Наряду с Митрой древние арийцы почитали Вертрагну (ср. русское ветер) — бога войны и победы, переменчивый вихрь, который бывает как добрым, тихим и теплым, так и разрушительным, сметающим все на своем пути.

Широко распространен был и культ светлой, юной и непорочной Ардвисуры Анахиты, покровительницы вод и плодородия.

Кстати, у армян Анахит — «великая мать» и «мать целомудрия», тоже дарующая урожаи. Она супруга главы пантеона Арамазда, постоянный эпитет которого — ар и, то есть «мужественный». Действовал в армянском дохристианском пантеоне и Михр, и другие божества, аналогичные индоиранским. Предполагается, что эти культы пришли на территорию Армении в VI–V веках до н. э., слившись с древнейшими местными верованиями. Однако единобожие, подобное зороастрийскому, тут так и не утвердилось…

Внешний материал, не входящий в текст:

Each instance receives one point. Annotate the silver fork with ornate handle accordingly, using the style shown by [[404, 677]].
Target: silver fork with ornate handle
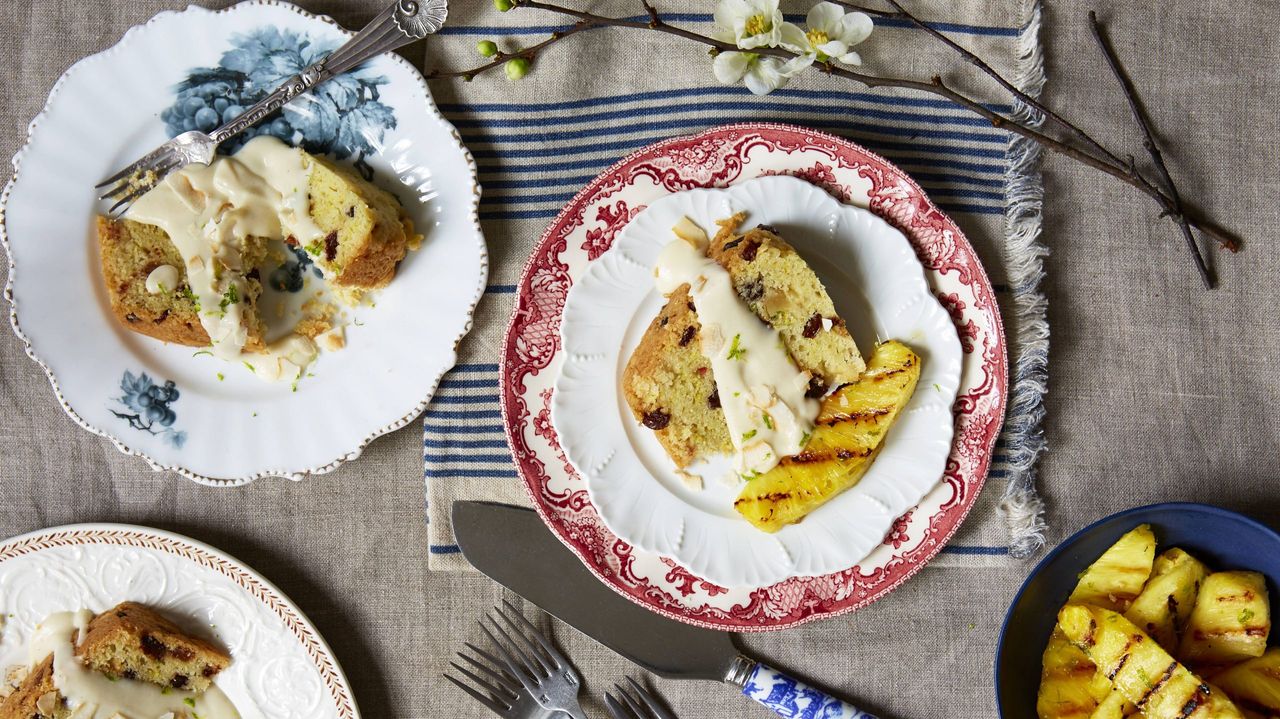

Божества, восходящие к индоиранским, были и у других, не арийских народов, а, скажем, у монгольской расы. Таковы, например, бурятский Хормустахан, тувинский Курбусту, алтайский Уч-Курбустан, маньчжурский Xормусда. Так что, как говорится, «неисповедимы пути Господни» — загадочны и таинственны и пути распространения религий.

На Урале, к примеру, живет народ зыряне — нынешние коми и пермяки. Не родственно ли этническое название слову заря и имени Заратустра? У российских почитателей огня был такой обычай — сообща наблюдать утреннюю зарю, восход солнца.

А головной убор представителей древней уральской ананьинской культуры (от деревни Ананьино в бассейне Камы, где велись археологические раскопки), считавшихся предками зырян, очень напоминает авестийский: это капюшон с падающим на плечи полотнищем, которым можно прикрыть лицо.

К сожалению, о верованиях ананьинцев известно мало, зато мы знаем, что они обносили свои городища валами и рвами, что соответствует описанию легендарной Вары. И расовый тип этой народности, согласно антропологическим реконструкциям, не монголоидный, а арийский…

Путешествующий Заратустра становился свидетелем обожествления и других стихий, например матери-земли — Зам, в паре с отцом-небом — Асманом.

Интересно, что в славянских мифах упоминается небесная корова Земун, тоже олицетворение материнства (она мать Велеса), из вымени которой по небосводу течет Млечный Путь.

А в индийских Ведах Асман трансформировался в обозначение высшего духовного начала, Атман, и в религиозных сочинениях употребляется иногда в смысле «я, себя». Вспомним первую букву исконной русской азбуки — Аз! Это лишь в советское время у нас появилось уничижительное присловье: «Я — последняя буква алфавита» и человеческая личность отодвинулась на задний план.

И конечно же древние арии повсеместно почитали огонь — но, до откровений Заратустры, не как творение Ахура Мазды, а как самостоятельное божество. Его нельзя было осквернить, «обидеть»: погасить или, к примеру, сжечь в нем мусор.

Индоарии использовали огонь для сожжения тел умерших, понимая это как очищение. У соплеменников же Заратустры подобное называлось «труповарением» и считалось высшей степенью кощунства, страшным преступлением.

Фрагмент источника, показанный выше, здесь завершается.